Fundamental Use Cases
Knowledge of your individual patients: This initial use of data may seem like a simple task, however, many health providers struggle to be able to identify unique patients –particularly those with common surnames. Inability to track unique patients can lead to mistaken identity and result in significant adverse events; the least of which being inappropriate disclosure of personal health data. Knowledge of your unique patients improves markedly with increased access to and integration of multiple data sources.
Knowledge of your providers: This use case may also seem straight forward, but surprisingly continues to be an obstacle for many healthcare systems that have used different data systems to collect provider information for credentialing, hospital privileges, marketing, and licensing. Having a single source of truth is important to understand future workforce needs, to identify where patients are seeking care outside of a system, and to improve provider quality of care by appropriately linking patients to their doctors.
Householding: A major opportunity for healthcare providers can be developed through an understanding of how their patients are connected within a family or household. This factor is of key importance of certain health behaviors like smoking and medical conditions that are inherited or linked to social determinants are likely to impact multiple members of a family. This type of data is not traditionally collected within an EMR, and again requires integration of data across multiple sources.
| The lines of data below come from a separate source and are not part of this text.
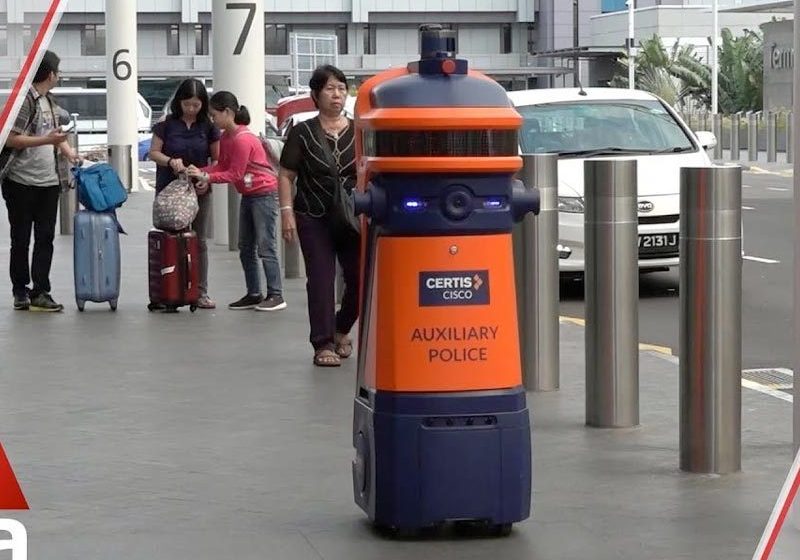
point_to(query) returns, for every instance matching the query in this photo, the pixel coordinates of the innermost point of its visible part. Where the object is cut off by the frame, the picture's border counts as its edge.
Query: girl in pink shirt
(243, 163)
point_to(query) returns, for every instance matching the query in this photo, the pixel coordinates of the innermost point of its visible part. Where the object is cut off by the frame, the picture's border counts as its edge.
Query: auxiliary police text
(446, 347)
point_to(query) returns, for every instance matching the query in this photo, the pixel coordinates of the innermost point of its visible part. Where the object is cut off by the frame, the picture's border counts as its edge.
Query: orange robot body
(441, 427)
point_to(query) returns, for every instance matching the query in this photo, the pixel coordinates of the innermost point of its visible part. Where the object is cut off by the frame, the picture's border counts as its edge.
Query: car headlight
(571, 204)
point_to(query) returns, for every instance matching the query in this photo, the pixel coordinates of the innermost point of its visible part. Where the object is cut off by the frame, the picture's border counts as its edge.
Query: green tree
(676, 75)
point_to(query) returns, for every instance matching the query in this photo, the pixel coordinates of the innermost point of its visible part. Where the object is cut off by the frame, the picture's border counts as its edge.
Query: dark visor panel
(441, 143)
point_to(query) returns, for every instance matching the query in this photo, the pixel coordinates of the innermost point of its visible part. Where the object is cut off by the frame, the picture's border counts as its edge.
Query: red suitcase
(174, 270)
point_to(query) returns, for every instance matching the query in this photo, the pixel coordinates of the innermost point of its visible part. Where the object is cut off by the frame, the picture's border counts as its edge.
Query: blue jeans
(258, 219)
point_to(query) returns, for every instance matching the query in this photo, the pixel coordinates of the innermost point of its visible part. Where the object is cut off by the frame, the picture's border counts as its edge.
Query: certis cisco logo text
(454, 287)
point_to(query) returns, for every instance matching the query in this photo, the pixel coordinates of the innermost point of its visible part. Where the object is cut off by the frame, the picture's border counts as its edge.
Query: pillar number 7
(248, 23)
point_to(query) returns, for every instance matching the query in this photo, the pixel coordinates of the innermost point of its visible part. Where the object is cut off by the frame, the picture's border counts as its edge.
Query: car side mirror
(707, 139)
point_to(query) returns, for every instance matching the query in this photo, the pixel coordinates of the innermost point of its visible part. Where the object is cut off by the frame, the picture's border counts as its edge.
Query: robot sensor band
(439, 143)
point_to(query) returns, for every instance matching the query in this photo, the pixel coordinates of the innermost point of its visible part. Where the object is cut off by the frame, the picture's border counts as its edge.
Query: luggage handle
(185, 272)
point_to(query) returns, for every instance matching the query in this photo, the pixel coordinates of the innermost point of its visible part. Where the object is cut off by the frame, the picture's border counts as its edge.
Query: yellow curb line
(644, 347)
(761, 171)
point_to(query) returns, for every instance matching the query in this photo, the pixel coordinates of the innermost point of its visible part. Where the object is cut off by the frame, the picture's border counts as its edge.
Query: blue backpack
(99, 188)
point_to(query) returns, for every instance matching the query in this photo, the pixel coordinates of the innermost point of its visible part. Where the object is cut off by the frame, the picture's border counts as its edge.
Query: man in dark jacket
(31, 188)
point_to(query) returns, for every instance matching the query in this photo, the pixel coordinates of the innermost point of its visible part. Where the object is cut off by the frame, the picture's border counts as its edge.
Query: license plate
(658, 243)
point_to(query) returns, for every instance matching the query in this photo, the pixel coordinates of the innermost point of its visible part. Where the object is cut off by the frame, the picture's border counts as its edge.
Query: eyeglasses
(334, 89)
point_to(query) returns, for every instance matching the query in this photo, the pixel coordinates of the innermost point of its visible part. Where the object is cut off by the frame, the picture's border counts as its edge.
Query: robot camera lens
(457, 204)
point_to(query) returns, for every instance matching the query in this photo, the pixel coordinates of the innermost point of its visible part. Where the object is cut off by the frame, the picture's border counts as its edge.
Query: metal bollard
(537, 285)
(772, 137)
(711, 319)
(752, 136)
(716, 126)
(68, 201)
(612, 293)
(736, 153)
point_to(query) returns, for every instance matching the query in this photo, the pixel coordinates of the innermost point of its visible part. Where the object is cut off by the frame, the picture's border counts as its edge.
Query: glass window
(341, 38)
(173, 40)
(573, 128)
(505, 38)
(201, 38)
(369, 39)
(445, 26)
(93, 40)
(531, 38)
(276, 38)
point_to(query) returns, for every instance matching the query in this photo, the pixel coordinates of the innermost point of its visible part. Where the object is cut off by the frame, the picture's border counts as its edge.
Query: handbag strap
(316, 129)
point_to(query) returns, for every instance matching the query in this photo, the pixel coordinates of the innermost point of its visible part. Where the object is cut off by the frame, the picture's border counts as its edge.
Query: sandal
(326, 357)
(344, 346)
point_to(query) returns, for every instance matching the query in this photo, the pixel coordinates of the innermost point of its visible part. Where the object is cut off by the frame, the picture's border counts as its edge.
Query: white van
(578, 124)
(90, 104)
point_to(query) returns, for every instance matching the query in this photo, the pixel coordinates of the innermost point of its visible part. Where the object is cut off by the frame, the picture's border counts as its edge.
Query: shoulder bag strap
(316, 129)
(253, 163)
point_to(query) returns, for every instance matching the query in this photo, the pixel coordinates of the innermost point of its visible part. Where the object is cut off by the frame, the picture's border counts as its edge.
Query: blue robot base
(423, 459)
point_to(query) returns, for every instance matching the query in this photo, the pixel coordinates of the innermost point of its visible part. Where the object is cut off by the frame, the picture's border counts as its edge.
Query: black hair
(49, 63)
(186, 90)
(222, 100)
(321, 76)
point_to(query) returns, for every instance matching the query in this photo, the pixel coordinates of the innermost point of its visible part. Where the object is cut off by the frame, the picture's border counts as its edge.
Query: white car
(595, 122)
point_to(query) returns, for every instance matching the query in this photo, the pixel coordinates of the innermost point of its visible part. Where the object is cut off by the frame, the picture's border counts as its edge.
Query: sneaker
(22, 303)
(272, 303)
(44, 302)
(247, 302)
(205, 302)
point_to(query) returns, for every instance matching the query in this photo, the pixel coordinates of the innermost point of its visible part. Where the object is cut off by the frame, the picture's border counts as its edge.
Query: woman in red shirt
(243, 163)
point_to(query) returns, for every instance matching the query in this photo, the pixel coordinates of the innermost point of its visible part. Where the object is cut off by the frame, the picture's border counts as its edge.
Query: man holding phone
(31, 188)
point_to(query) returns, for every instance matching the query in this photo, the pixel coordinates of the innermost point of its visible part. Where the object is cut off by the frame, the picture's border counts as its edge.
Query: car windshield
(586, 128)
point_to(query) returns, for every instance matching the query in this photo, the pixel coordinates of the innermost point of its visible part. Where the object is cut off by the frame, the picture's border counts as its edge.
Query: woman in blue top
(187, 137)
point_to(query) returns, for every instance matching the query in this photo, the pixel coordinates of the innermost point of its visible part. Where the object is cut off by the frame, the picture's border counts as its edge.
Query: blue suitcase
(97, 258)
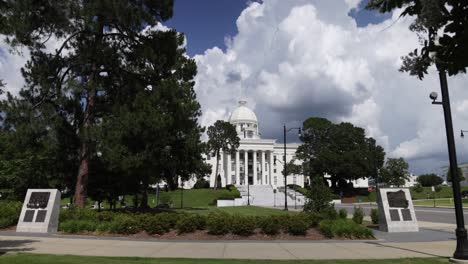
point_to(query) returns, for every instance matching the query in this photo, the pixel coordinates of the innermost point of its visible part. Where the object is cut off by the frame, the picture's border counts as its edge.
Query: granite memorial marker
(396, 211)
(40, 211)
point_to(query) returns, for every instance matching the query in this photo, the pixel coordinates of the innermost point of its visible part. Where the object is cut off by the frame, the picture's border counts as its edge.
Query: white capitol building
(253, 163)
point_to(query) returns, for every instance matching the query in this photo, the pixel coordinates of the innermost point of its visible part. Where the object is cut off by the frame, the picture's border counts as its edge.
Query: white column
(255, 174)
(237, 168)
(270, 172)
(246, 167)
(262, 154)
(229, 176)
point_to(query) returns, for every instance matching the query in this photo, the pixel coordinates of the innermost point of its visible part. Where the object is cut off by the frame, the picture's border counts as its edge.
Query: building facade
(257, 161)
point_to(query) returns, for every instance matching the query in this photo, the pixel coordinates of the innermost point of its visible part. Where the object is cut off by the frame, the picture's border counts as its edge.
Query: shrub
(375, 215)
(298, 227)
(358, 215)
(218, 223)
(269, 225)
(243, 225)
(78, 226)
(9, 213)
(190, 223)
(344, 228)
(343, 214)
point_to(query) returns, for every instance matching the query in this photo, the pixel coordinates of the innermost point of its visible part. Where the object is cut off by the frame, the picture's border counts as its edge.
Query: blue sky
(207, 22)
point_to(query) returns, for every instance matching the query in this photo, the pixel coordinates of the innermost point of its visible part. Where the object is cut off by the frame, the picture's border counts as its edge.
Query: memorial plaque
(394, 215)
(28, 216)
(40, 211)
(41, 214)
(38, 200)
(397, 199)
(406, 213)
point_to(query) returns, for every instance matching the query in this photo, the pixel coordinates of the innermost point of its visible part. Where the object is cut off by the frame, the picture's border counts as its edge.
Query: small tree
(222, 136)
(395, 172)
(428, 180)
(318, 196)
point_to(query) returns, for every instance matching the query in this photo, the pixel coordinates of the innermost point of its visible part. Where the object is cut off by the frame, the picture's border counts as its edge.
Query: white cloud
(296, 59)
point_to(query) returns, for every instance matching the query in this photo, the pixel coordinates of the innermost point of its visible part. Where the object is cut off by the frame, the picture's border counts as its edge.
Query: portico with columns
(254, 161)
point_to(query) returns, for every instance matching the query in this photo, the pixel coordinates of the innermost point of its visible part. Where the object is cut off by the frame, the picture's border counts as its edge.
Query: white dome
(242, 113)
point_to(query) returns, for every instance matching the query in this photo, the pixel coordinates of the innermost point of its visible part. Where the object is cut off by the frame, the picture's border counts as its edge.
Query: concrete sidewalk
(330, 249)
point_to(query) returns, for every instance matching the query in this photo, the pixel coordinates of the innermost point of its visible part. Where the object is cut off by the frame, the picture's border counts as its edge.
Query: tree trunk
(85, 151)
(216, 174)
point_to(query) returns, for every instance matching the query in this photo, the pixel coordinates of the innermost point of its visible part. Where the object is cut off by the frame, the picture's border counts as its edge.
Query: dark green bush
(375, 215)
(269, 225)
(243, 225)
(344, 228)
(9, 213)
(218, 223)
(343, 214)
(358, 215)
(77, 226)
(298, 226)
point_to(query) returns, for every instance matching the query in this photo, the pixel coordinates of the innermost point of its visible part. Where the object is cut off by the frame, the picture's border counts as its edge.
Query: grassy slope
(52, 259)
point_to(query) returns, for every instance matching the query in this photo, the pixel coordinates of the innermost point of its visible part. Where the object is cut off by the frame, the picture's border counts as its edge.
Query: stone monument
(40, 211)
(396, 211)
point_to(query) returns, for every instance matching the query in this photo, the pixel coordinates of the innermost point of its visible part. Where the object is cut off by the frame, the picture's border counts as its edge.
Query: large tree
(442, 21)
(340, 150)
(395, 172)
(108, 52)
(222, 136)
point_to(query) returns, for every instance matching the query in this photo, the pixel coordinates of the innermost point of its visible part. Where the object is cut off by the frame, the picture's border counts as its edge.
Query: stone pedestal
(40, 211)
(396, 211)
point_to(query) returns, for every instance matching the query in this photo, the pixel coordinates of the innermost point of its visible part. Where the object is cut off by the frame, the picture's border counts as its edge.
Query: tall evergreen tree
(109, 52)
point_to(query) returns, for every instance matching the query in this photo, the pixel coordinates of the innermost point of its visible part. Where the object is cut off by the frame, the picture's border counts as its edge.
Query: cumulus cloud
(296, 59)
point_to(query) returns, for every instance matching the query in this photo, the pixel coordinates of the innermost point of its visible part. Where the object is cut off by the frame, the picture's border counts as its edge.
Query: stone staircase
(263, 195)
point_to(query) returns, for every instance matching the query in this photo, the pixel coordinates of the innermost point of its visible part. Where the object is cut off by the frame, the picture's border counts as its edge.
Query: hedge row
(75, 221)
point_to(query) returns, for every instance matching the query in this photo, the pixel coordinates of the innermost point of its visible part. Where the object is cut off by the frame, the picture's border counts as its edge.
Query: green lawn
(53, 259)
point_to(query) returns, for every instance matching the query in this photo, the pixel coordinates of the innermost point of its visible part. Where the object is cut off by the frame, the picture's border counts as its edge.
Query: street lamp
(461, 252)
(285, 164)
(461, 133)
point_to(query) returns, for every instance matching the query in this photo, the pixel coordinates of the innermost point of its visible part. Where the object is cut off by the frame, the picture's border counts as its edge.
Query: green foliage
(222, 136)
(428, 180)
(342, 213)
(243, 225)
(375, 215)
(358, 215)
(318, 197)
(218, 223)
(9, 213)
(344, 228)
(395, 172)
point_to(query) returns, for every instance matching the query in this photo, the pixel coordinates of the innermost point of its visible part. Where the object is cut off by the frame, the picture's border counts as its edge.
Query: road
(427, 214)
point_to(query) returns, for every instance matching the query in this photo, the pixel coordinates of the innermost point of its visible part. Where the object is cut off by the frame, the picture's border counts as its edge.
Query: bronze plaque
(394, 215)
(40, 217)
(38, 200)
(406, 215)
(397, 199)
(28, 216)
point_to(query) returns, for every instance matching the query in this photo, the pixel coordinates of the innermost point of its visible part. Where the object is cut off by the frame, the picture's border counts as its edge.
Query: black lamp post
(285, 164)
(461, 252)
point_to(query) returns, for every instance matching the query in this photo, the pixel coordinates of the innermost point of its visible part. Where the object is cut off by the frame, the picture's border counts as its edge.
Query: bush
(77, 226)
(9, 213)
(358, 215)
(218, 223)
(298, 227)
(190, 223)
(243, 225)
(343, 214)
(269, 225)
(344, 228)
(375, 215)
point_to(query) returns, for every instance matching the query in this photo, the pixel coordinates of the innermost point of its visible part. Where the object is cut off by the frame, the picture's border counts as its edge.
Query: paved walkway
(89, 246)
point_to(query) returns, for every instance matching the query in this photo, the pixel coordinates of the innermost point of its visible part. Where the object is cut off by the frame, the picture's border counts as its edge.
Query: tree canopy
(340, 150)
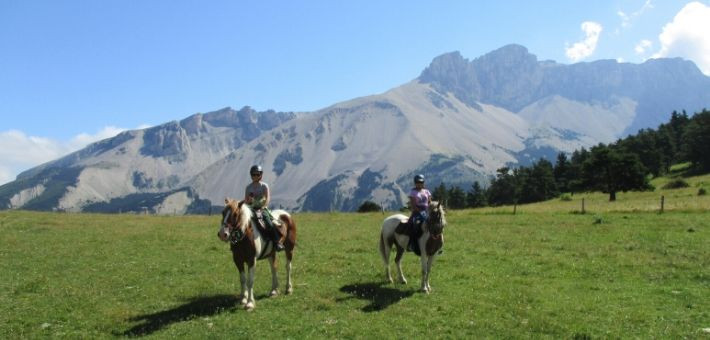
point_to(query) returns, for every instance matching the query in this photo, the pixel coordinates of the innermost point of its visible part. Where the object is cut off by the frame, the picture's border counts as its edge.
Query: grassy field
(622, 270)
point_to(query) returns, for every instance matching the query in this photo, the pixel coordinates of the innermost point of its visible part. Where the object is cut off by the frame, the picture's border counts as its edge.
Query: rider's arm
(267, 196)
(413, 204)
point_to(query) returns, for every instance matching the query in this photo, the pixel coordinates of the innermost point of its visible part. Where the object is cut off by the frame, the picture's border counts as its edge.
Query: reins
(235, 233)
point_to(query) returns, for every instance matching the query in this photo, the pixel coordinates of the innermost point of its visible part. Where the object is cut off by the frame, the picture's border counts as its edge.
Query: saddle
(258, 219)
(413, 231)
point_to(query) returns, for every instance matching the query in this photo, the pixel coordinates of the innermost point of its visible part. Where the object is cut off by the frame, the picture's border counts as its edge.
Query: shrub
(676, 184)
(369, 206)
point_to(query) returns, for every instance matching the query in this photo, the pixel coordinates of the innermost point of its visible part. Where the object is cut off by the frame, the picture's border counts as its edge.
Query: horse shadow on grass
(377, 293)
(195, 307)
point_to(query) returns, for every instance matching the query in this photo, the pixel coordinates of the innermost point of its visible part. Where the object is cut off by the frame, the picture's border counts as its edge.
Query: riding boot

Data Integration is a Foundational Competency for Population Health: Before healthcare providers master even the basic use cases outlined above, we must advance our abilities to integrating data at scale in near real-time. Current approaches that use expensive on premise data warehouses and traditional ETL consistently failed to scale or mange the changes that invariably occur in the transactional systems. Providers also struggle to get EMR venders to take up new solutions or bring in outside data and insight needed to improve care. The future of integration solutions will need to take advantage of next-generation, open source technology like Hadoop to cheaply store and analyze big data using massively parallel commodity hardware. Using this solution will improve the quality of data, allow us to better identify unique patients, and provide insight into patient behavioral and social factors that impact their health. Together, this knowledge will allow us to build better care delivery systems that focus of keeping individuals making all of us healthier and happier.